Denise Price isn’t afraid to start something difficult from scratch. When real estate crashed in 2008, her husband took a job in biotech and the two moved from Denver to Cambridge. While looking for an administrative job, she took a job with a new real estate agency and eventually became co-owner. After walking the Freedom Trail and discovering there was no pop-up children’s book about the history-laden trail, she decided to create one – “Freedom Trail Pop-Up Book of Boston” – despite having no experience in the field.

 

Q: How did you transition from the Denver real estate market to Cambridge?

A: My husband got a great job in biotech, right in Kendall Square, and I said, “Sure, let’s move out there!” So we moved out here and brought Raja, our miniature schnauzer. I didn’t think it was a good idea to jump right into real estate here because I didn’t know the area. We even sold our cars to come out here. I started looking for an administrative job online and Bill [Scott, principal] was hiring an office manager for ePlace, which was just a year and a half old. Once I came on and started helping him run the business the way it should be run, we started growing it quite a bit and he made me a partner four years ago.

I already had a lot of years selling real estate under my belt. No matter where you go, buyers are the same, sellers are the same. When I first came here, homes weren’t flying off the shelves like they are now. Homes would be on the market 60 to 90 days, which is pretty normal. Back home, properties averaged 120 days on the market. You actually had to market a home and not just put it on MLS. I would help people through those scenarios of where their home didn’t sell and it had been over average market time. I’d say, “Let’s figure out what we need to do.”

 

Q: Do you sell homes in addition to managing the office?
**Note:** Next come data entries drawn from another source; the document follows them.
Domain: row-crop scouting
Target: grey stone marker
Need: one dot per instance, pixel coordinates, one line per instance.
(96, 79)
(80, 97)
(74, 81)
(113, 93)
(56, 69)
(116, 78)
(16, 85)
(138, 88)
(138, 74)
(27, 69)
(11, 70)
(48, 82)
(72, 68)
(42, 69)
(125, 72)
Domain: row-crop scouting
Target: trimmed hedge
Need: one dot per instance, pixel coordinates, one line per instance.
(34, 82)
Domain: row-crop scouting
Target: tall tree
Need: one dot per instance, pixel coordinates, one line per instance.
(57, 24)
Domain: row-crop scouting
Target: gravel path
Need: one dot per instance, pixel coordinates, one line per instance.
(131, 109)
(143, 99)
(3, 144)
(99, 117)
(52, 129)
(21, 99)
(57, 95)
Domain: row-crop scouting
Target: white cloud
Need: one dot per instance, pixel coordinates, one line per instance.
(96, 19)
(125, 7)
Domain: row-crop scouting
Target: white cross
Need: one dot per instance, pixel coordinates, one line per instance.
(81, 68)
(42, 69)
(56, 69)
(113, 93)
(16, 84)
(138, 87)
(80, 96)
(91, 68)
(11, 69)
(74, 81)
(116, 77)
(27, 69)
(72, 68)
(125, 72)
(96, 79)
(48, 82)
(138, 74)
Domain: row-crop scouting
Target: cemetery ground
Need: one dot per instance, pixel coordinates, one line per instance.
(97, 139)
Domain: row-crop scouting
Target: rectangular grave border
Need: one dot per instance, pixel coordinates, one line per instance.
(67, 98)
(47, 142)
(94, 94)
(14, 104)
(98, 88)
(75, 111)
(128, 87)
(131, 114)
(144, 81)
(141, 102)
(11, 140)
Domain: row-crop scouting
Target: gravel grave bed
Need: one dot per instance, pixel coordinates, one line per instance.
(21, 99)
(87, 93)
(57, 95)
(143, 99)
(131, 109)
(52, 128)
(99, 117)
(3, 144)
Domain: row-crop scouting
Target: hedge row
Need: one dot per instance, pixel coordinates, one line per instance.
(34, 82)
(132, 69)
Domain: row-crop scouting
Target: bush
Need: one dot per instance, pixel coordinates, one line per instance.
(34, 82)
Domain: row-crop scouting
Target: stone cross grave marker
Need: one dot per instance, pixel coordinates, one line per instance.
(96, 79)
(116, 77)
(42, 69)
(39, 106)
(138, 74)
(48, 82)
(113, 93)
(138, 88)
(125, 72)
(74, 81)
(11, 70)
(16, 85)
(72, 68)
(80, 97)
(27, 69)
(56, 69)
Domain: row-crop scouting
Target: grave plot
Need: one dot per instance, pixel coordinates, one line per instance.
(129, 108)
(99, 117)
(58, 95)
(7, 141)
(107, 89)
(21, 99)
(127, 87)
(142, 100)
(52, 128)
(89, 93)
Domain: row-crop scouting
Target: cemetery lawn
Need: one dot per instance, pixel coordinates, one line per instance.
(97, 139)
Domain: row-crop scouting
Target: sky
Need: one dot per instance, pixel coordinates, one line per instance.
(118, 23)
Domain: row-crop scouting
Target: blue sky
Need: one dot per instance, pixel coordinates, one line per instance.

A: Yes. Mostly I manage but Bill and I have recently started to sell a little bit. We did a few deals last year. We’re considering opening it up a little more. We haven’t done that all these years, but our agents have matured and our growth has happened organically. We’ve shown them how to start from zero and become a six-figure agent. We really feel like there is room for us to go and sell again. We’re just listing a place in Beacon Hill for $2.7 million and just sold a place in Concord, so we’re doing some, but not a lot.

We really push our agents to work with their – and I don’t like this term, but it is what it is – sphere of influence. Who are your friends and where do they live and who do they know who is selling property? Relationship sales is much easier than cold-calling. Most of our business is Cambridge, Somerville, Medford, Arlington, Malden.

 

 

Denise Price 1Q: Creating and producing a pop-up book sounds like a lot of work. Can you talk a little about the process?

A: It was. Pop-up books are one of the last hand-made products. There are 280 pieces in it that all had to be hand-glued together. You can imagine the price of that production. And I’m not a big pop-up book author who gets 150,000 books made in their first run. I had to beg to get 5,000 produced. I never set out to do this, to become an independent publisher. That wasn’t the goal. I thought there would be more interest in it than what the publishers said. There were some publishers interested in it, but again, pop up books are such a small part of the industry that even some of the publishers around here hadn’t dealt with them before. So it scared them and when the pricing came in, it was not what they wanted. It’s hard for publishers to stay in business these days. It’s changed a lot even in the last six years, since I started the book.

But I thought Boston needed a pop-up book. I mean, when you go to San Francisco or Washington D.C., they have pop-up books. That’s what I would buy for my nieces and nephews when we would travel. For Boston to have such a placeholder in the beginning of the American Revolution, for us to have an amazing historic preservation push and all these buildings still exist and to not have a pop-up book was astonishing to me. So I thought it needed one at all costs. It took five and a half years to figure out how to engineer it to pop up and learn how to illustrate it digitally, which allows it to be reproduced.

The book is my love letter to the city of Boston. I’ve sold 2,400 copies so far, which is encouraging. The average independent publisher sells fewer than 100 copies. I plan to sell out completely in about three years and then that’s it. I’m done. I’ve been approached to do some more. I’m entertaining a few ideas.

 

Top Five Most Difficult Locations Price Has Sold Homes:

  1. A 165-home development near an open sewer plant.
  2. A 287-home development along high voltage power lines.
  3. A 428-home development beneath the Buckley Air Force Base flight path.
  4. An 86-home development adjacent to the National Chemical Weapons disposal site.
  5. A 218-home development on the brownfields of the former Lowry AFB.